Given a sequence of functionals $(\omega_n)_{n \in \mathcal{N}}$ on a Von Neumann algebra $\mathcal{W}$ converging to $\omega$, I have the following doubts:
- Is it true that $\omega_n$ is pure $\forall n \in \mathcal{N} \iff \omega$ is pure?
- Given G group, is it true that $\omega_n$ is G-invariant $\forall n \in \mathcal{N} \iff \omega$ is G-invariant?
The leftward directions of both questions are easily seen to be false, regardless of topology. For example, set $\mathcal{W} = \mathbb{M}_2$. Then the states represented by density matrices $\begin{pmatrix} 1-\frac{1}{n} & 0\\ 0 & \frac{1}{n}\end{pmatrix}$ are not pure, but they converge in norm to the pure state represented by $\begin{pmatrix} 1 & 0\\ 0 & 0\end{pmatrix}$. Similarly, $G = \mathbb{Z}/2\mathbb{Z}$ acts on $\mathbb{M}_2$ by sending the generator to the automorphism given by conjugation by $\begin{pmatrix} 0 & 1\\ 1 & 0\end{pmatrix}$. Then the states represented by $\begin{pmatrix} \frac{1}{2}-\frac{1}{n} & 0\\ 0 & \frac{1}{2}+\frac{1}{n}\end{pmatrix}$ are not $G$-invariant, but they converge in norm to the state represented by $\begin{pmatrix} \frac{1}{2} & 0\\ 0 & \frac{1}{2}\end{pmatrix}$, which is $G$-invariant.
The forward direction of the second question is true, regardless of topology.

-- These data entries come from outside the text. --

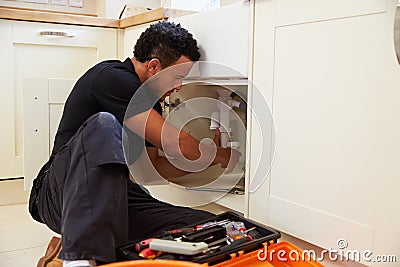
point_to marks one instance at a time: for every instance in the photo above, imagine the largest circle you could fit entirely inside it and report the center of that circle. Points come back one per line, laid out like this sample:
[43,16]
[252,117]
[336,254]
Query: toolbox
[224,240]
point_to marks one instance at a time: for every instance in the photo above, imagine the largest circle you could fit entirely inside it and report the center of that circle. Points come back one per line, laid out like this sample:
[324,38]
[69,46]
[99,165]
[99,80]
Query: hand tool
[183,248]
[140,246]
[148,253]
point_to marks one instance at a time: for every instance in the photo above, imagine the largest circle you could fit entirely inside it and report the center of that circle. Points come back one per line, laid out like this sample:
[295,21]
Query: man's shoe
[50,259]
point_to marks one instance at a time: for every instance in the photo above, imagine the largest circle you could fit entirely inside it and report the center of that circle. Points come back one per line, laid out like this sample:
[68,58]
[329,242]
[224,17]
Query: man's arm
[152,127]
[163,165]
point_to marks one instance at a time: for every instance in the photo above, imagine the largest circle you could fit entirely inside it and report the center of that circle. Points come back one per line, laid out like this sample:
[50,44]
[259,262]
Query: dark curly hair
[167,42]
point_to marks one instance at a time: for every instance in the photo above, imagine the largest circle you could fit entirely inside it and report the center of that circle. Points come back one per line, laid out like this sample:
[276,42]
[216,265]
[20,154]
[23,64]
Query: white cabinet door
[225,41]
[43,102]
[131,35]
[10,161]
[43,50]
[335,104]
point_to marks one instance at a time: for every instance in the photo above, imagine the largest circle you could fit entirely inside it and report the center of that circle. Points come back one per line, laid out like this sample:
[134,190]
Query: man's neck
[140,69]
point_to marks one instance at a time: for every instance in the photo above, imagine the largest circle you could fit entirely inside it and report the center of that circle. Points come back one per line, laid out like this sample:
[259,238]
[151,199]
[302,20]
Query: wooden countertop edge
[149,16]
[51,17]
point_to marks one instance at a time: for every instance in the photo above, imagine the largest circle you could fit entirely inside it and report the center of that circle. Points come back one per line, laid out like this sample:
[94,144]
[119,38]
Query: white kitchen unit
[329,71]
[230,49]
[43,101]
[130,36]
[42,50]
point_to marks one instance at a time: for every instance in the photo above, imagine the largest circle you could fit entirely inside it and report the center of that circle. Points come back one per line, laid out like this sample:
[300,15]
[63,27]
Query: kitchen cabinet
[332,83]
[42,50]
[10,161]
[229,53]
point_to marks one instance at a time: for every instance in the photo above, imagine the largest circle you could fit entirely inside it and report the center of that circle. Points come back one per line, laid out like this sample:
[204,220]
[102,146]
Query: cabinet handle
[56,33]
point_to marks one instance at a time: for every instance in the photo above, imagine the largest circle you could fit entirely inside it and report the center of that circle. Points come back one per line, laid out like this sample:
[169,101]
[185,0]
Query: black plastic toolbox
[260,235]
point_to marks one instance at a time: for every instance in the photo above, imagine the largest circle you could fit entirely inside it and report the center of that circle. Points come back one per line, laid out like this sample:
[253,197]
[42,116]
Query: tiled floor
[22,240]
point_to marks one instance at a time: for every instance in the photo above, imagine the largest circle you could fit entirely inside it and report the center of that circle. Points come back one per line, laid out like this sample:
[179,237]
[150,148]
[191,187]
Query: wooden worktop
[52,17]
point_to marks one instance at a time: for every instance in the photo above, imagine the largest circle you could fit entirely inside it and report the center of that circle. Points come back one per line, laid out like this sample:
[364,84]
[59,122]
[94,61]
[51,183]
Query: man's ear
[154,66]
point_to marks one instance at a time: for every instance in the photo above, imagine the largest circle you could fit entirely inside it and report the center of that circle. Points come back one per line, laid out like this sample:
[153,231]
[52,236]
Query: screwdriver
[189,230]
[140,246]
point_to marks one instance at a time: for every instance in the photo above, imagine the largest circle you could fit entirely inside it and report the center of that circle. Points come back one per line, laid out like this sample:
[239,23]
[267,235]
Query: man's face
[173,75]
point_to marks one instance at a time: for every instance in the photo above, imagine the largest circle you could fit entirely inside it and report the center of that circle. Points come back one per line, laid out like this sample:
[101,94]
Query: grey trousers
[85,195]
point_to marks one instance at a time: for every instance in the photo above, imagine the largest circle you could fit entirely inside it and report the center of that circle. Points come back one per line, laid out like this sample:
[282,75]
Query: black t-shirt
[106,87]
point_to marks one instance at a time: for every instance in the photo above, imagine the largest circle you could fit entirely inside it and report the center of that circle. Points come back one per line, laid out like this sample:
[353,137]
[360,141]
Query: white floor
[22,240]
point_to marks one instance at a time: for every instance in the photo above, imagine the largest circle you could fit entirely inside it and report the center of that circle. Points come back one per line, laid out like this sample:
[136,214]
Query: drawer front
[59,34]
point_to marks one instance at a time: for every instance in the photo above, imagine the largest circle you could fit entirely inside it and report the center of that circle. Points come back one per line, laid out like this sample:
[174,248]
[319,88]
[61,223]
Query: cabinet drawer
[58,34]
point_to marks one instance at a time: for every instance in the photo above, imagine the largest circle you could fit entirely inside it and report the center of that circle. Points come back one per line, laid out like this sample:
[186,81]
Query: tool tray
[260,234]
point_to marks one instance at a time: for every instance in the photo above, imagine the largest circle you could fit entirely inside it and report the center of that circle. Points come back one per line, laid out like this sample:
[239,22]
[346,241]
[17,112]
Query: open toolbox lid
[260,235]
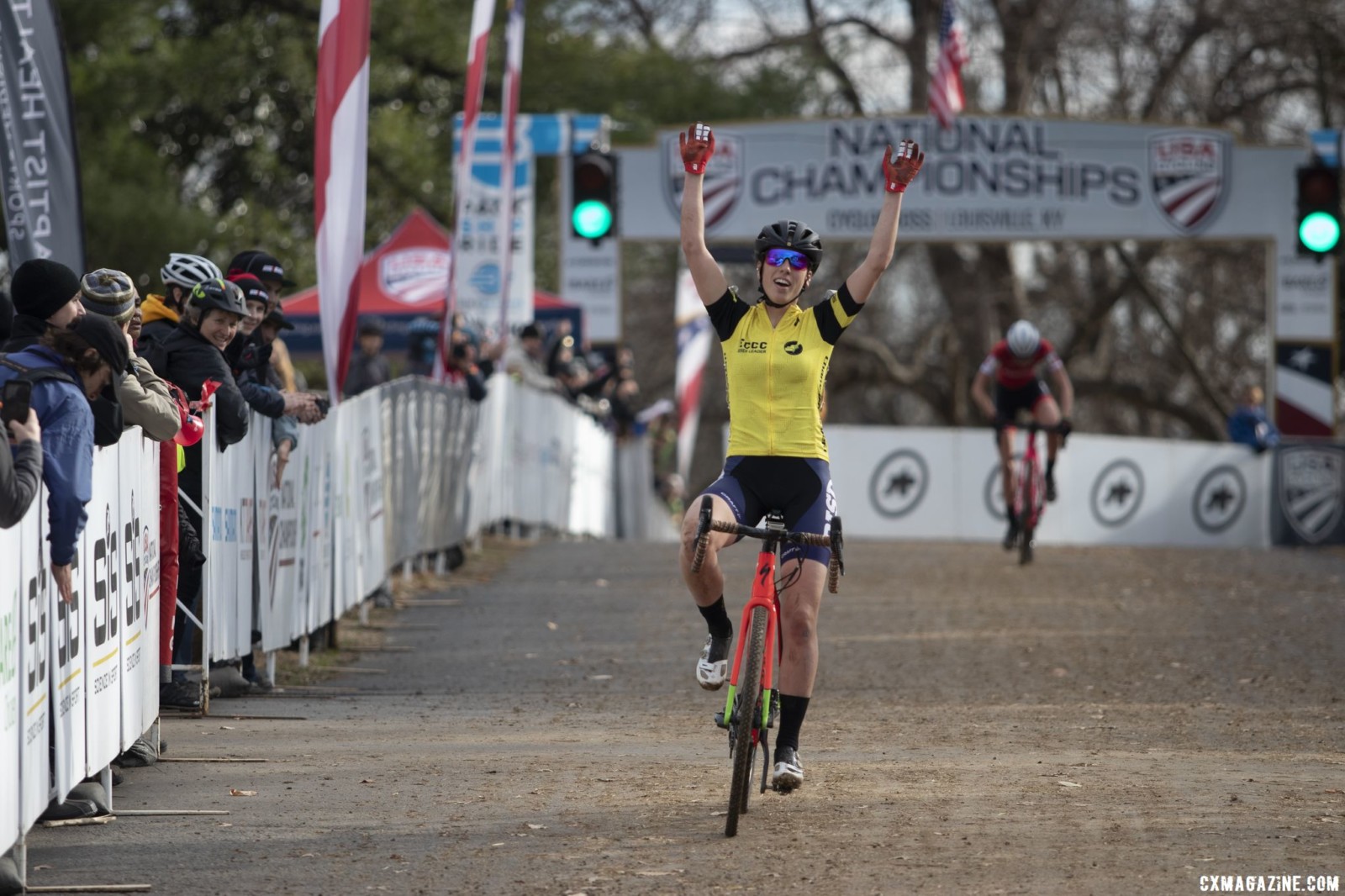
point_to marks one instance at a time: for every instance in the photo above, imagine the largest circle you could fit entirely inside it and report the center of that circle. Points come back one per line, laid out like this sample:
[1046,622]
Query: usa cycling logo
[724,177]
[1189,177]
[414,275]
[1311,488]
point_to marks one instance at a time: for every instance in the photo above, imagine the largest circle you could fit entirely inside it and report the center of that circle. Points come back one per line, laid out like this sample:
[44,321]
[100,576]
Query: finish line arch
[992,179]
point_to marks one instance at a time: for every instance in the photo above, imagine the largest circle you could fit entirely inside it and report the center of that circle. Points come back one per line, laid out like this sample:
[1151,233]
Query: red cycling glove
[900,168]
[697,145]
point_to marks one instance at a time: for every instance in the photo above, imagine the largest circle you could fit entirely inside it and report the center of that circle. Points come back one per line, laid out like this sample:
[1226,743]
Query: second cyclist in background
[1013,365]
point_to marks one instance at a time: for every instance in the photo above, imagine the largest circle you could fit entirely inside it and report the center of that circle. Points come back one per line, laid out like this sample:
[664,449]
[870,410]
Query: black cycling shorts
[1010,401]
[798,488]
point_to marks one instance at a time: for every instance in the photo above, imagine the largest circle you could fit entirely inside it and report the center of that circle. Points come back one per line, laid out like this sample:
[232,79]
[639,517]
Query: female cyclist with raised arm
[775,360]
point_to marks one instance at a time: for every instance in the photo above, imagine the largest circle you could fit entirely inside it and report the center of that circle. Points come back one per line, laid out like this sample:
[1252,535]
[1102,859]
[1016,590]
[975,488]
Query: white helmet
[1022,340]
[187,271]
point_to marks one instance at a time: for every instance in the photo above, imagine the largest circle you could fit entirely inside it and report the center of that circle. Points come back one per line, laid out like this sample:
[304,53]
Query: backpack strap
[35,374]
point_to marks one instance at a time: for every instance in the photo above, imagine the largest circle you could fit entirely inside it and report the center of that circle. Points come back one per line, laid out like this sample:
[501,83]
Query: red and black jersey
[1012,372]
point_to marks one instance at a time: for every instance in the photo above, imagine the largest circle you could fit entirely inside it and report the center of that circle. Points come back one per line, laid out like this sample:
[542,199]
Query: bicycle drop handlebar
[836,567]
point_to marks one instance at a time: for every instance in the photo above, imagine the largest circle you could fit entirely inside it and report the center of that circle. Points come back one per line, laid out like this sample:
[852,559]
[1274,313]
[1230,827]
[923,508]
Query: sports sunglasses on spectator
[777,257]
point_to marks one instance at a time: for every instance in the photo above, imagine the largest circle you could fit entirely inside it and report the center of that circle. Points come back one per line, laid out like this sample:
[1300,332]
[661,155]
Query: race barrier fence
[403,472]
[414,468]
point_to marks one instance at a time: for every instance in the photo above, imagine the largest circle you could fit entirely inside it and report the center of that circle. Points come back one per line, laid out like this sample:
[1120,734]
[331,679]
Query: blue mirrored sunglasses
[777,257]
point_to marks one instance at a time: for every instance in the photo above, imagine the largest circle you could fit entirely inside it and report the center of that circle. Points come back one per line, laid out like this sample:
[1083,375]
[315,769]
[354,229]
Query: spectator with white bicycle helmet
[1012,365]
[775,356]
[192,356]
[161,314]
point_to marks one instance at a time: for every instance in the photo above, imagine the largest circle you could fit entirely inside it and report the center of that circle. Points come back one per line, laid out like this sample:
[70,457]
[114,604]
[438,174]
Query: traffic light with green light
[1318,210]
[593,195]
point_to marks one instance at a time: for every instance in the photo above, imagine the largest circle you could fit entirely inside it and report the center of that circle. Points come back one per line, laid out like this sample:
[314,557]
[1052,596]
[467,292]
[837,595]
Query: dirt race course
[1106,721]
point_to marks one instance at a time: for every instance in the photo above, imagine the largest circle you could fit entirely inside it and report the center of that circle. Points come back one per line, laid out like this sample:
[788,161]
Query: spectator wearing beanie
[44,293]
[143,396]
[66,367]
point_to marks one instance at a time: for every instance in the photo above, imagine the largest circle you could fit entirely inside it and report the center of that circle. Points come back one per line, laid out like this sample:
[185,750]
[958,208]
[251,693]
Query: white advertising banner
[374,549]
[945,483]
[134,506]
[982,179]
[230,509]
[34,669]
[277,542]
[69,681]
[995,179]
[105,580]
[147,509]
[477,269]
[11,692]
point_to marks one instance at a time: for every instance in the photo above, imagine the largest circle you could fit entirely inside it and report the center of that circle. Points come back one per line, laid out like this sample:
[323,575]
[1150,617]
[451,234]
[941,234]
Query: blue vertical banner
[40,163]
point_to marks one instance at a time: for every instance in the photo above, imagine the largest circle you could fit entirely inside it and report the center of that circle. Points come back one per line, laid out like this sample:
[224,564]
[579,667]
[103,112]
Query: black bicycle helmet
[219,295]
[790,235]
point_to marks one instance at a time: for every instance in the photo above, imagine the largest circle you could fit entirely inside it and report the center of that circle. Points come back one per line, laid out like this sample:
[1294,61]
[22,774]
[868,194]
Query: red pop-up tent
[404,277]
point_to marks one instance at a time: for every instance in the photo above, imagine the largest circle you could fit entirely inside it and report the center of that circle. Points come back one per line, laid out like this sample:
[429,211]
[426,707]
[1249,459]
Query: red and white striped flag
[946,98]
[483,13]
[340,168]
[513,78]
[694,338]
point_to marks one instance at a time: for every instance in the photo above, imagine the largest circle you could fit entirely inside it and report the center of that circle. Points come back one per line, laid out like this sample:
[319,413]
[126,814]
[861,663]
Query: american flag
[946,98]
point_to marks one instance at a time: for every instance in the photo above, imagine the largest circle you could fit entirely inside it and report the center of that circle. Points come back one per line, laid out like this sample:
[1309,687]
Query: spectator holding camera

This is because $\omega \mapsto \omega(g^{-1}x) - \omega(x) \in \mathbb{C}$ is continuous in the weak$^\ast$ topology (and therefore also norm topology), so the collection of functionals such that $\omega(g^{-1}x) = \omega(x)$ for each fixed $g \in G$ and $x \in \mathcal{W}$ is closed. Since $\omega$ being $G$-invariant simply means the above holds for all $g$ and $x$, the collection of $G$-invariant functionals is an intersection of closed sets, whence closed itself.
I don’t know the full answer to the forward direction of the first question, but here are some partial answers and thoughts: the claim is true, regardless of topology, if $\mathcal{W}$ is finite-dimensional, since then pure states are simply vector spaces on a finite-dimensional Hilbert space, so the space of pure states is compact. It is also true, regardless of topology, if $\mathcal{W}$ is abelian, since then pure states are multiplicative states and the space of pure states is the Gelfand spectrum of $\mathcal{W}$, which is weak$^\ast$ compact (and therefore also norm closed).
In case $\mathcal{W}$ is neither abelian nor finite-dimensional, the following is “sort of” a counterexample for the statement with the weak$^\ast$ topology. Let $\mathcal{W} = B(\ell^2)$. Recall that a pure state on $B(\ell^2)$ must be either a vector state or evaluates to zero on compact operators $K(\ell^2)$. Let $\omega_n$ be the vector states associated to the unit vector $\frac{1}{\sqrt{2}}(e_1 + e_n)$ and let $\omega$ be a weak$^\ast$ cluster point of $\omega_n$. Then one easily observes that $\omega$ restricts to the functional $\frac{1}{2} e_1 \otimes e_1$ on $K(\ell^2)$, which is not a vector state, nor zero, whence $\omega$ cannot be pure.
This is only “sort of” a counterexample because $\omega$ is only a weak$^\ast$ cluster point, and therefore an ultralimit of the sequence $(\omega_n)$. I’m not sure this issue can be resolved (or that it should), since the space of states under weak$^\ast$ topology is not first-countable for infinite-dimensional vNa’s, so the topology is not really captured by limits of sequences.
I don’t know about the case for norm topology, but there’s probably not many nontrivial limits of sequences of pure states in the norm topology to begin with, so I wouldn’t be surprised if the answer is true in that case.